I am working at the moment on speeding up the following query, that in my use case are the one that takes the majority of time which are like
So the table log_visit can ONLY be updated if visit_last_action_time is not older than SESSION_TIME (default of 30 minutes)
and of course log_action is append only (PLEASE correct me if I am wrong, but I logged the sql in mysql and I have never seen been done in other cases (also looking at the index, really looks like the case))
I just have to replicate those 2... for log_action is just a matter max(id), the other one is more involved, I already connected clickhouse to mysql https://clickhouse.com/docs/en/sql-reference/table-functions/mysql/ and I am already insert into mysql from clickhouse in other project.
Of course this is "pro user" thing only, and only if you are having massive amount of traffic...
I will update once I have a few more number and example ready to be analyzed.
@RoyBellingan be great to keep us updated how you go there and potentially also how you set it all up etc. If you manage to make this work I'd be happy to talk to you or exchange some mails etc.

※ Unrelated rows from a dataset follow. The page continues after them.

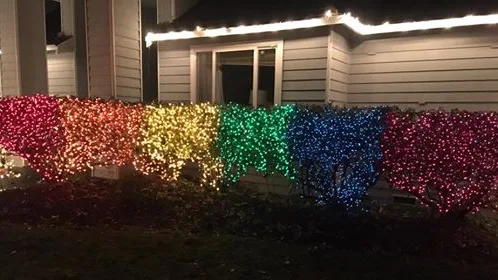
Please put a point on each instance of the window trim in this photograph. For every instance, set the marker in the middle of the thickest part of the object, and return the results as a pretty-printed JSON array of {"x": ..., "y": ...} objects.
[{"x": 255, "y": 46}]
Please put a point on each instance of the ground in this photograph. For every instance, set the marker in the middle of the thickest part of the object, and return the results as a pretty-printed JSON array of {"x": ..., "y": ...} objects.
[
  {"x": 140, "y": 253},
  {"x": 99, "y": 230}
]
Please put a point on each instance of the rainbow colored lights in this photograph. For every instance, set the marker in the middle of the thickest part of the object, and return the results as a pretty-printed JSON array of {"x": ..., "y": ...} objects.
[{"x": 448, "y": 160}]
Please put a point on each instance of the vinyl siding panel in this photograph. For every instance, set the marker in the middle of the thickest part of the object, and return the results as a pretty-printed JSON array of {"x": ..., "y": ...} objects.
[
  {"x": 304, "y": 70},
  {"x": 452, "y": 70},
  {"x": 61, "y": 74},
  {"x": 339, "y": 69},
  {"x": 174, "y": 72},
  {"x": 9, "y": 83},
  {"x": 127, "y": 50},
  {"x": 99, "y": 49}
]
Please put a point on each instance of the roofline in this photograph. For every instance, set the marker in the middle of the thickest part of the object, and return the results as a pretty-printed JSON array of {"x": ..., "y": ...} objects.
[{"x": 328, "y": 19}]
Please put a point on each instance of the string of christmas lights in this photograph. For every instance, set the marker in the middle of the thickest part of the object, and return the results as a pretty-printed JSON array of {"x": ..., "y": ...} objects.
[
  {"x": 95, "y": 133},
  {"x": 448, "y": 160},
  {"x": 337, "y": 152},
  {"x": 173, "y": 135},
  {"x": 31, "y": 128},
  {"x": 254, "y": 138},
  {"x": 6, "y": 166}
]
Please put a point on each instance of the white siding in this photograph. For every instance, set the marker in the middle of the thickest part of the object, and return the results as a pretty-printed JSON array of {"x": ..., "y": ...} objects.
[
  {"x": 305, "y": 70},
  {"x": 114, "y": 49},
  {"x": 99, "y": 48},
  {"x": 452, "y": 70},
  {"x": 127, "y": 47},
  {"x": 339, "y": 62},
  {"x": 10, "y": 78},
  {"x": 61, "y": 74},
  {"x": 174, "y": 73}
]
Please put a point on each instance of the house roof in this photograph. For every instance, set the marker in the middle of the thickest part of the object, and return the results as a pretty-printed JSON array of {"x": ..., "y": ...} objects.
[{"x": 218, "y": 13}]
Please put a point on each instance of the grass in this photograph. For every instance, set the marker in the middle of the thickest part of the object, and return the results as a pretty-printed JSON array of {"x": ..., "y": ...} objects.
[
  {"x": 42, "y": 252},
  {"x": 141, "y": 230}
]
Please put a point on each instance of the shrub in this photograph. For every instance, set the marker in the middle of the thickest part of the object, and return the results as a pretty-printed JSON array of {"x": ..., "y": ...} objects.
[
  {"x": 337, "y": 152},
  {"x": 448, "y": 160}
]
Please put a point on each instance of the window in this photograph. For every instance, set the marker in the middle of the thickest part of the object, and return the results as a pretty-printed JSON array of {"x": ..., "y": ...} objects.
[{"x": 249, "y": 74}]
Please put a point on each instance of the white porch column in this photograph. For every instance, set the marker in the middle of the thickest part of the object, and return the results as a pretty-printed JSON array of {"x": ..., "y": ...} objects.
[
  {"x": 114, "y": 49},
  {"x": 67, "y": 17},
  {"x": 23, "y": 45}
]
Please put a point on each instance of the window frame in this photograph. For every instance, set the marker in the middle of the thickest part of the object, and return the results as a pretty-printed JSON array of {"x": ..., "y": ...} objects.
[{"x": 227, "y": 47}]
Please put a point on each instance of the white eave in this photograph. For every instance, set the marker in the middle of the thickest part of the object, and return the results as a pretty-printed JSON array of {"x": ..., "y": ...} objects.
[
  {"x": 50, "y": 48},
  {"x": 328, "y": 19}
]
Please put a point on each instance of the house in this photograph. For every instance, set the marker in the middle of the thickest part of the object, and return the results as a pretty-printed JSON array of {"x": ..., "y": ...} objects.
[
  {"x": 320, "y": 57},
  {"x": 250, "y": 54},
  {"x": 257, "y": 53}
]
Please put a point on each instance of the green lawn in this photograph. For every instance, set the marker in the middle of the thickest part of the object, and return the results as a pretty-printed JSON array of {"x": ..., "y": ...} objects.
[{"x": 139, "y": 253}]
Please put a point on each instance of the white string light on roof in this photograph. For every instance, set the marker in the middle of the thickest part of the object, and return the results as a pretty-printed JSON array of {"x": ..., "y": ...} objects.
[
  {"x": 365, "y": 29},
  {"x": 329, "y": 18}
]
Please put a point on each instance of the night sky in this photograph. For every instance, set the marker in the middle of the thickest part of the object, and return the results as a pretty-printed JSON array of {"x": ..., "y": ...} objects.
[
  {"x": 230, "y": 12},
  {"x": 215, "y": 13}
]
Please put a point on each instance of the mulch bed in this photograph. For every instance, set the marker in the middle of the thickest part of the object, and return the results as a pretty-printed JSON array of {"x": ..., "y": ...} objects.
[{"x": 186, "y": 207}]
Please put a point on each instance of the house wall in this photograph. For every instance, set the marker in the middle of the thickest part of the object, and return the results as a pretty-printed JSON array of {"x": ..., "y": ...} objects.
[
  {"x": 61, "y": 74},
  {"x": 174, "y": 72},
  {"x": 10, "y": 77},
  {"x": 304, "y": 66},
  {"x": 305, "y": 70},
  {"x": 114, "y": 49},
  {"x": 127, "y": 47},
  {"x": 100, "y": 80},
  {"x": 339, "y": 66},
  {"x": 449, "y": 70}
]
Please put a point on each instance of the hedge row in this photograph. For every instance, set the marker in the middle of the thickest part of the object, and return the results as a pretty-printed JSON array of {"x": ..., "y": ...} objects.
[{"x": 448, "y": 160}]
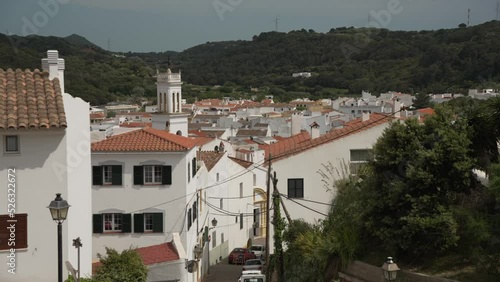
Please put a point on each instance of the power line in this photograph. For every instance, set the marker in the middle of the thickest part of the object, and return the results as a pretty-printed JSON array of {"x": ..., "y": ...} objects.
[
  {"x": 307, "y": 207},
  {"x": 305, "y": 200}
]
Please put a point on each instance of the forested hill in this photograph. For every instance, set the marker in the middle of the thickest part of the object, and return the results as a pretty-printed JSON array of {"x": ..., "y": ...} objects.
[
  {"x": 355, "y": 59},
  {"x": 343, "y": 58}
]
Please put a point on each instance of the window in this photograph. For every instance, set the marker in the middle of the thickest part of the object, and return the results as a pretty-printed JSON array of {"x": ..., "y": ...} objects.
[
  {"x": 148, "y": 222},
  {"x": 195, "y": 210},
  {"x": 358, "y": 159},
  {"x": 12, "y": 144},
  {"x": 296, "y": 188},
  {"x": 214, "y": 239},
  {"x": 193, "y": 166},
  {"x": 153, "y": 174},
  {"x": 112, "y": 223},
  {"x": 21, "y": 231},
  {"x": 107, "y": 175}
]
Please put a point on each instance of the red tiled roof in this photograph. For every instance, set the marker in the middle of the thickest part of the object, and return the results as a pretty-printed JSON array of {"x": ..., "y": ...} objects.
[
  {"x": 97, "y": 116},
  {"x": 136, "y": 124},
  {"x": 210, "y": 158},
  {"x": 426, "y": 111},
  {"x": 151, "y": 255},
  {"x": 243, "y": 163},
  {"x": 158, "y": 253},
  {"x": 30, "y": 100},
  {"x": 302, "y": 142},
  {"x": 145, "y": 140}
]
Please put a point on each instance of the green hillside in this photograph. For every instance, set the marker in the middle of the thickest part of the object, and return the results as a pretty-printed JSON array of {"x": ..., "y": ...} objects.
[{"x": 343, "y": 60}]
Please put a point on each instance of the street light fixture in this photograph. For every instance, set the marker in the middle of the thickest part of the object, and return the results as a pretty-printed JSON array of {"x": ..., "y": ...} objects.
[
  {"x": 390, "y": 270},
  {"x": 59, "y": 211}
]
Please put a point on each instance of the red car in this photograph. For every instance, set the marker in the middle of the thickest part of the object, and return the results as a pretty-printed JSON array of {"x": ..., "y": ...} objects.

Just a point to think about:
One of Matomo competitors (piwik pro) argument against Matomo is performance consideration: https://piwikpro.fr/blog/problemes-de-performance-de-matomo-les-causes-et-solutions-possibles/ (sorry it is in French)
They mentioned that using CH instead of MySQL helped them in enhance perf...
@heurteph-ei I can easily agree with them.
To make all of this happen, we’ve implemented an ETL process that every few minutes retrieves a new batch of data from MySQL, processes it asynchronously in smaller chunks and then loads the results to ClickHouse.
Which is the same as we do in other project ...
@RoyBellingan how does this affect deleted raw data? Maybe this doesn't apply to you. Like if someone uses the log data retention feature for privacy regulations or if someone deletes data for a recorded visit because of GDPR deletion request etc?
@tsteur uhm, well this will require a more polished syncronization script.
Ch side does not really change much, maybe do not pass only the primary id (Ch has no concept of that), but also the date when happened (normal clustering key for timeseries).
Piwik I think should be a matter to execute a select id, date where xxx before doing delete where xxx
I will soon try out https://clickhouse.com/docs/en/engines/database-engines/materialized-mysql/
Is still marked as experimental, but I saw several blog post around where looks like is working fine.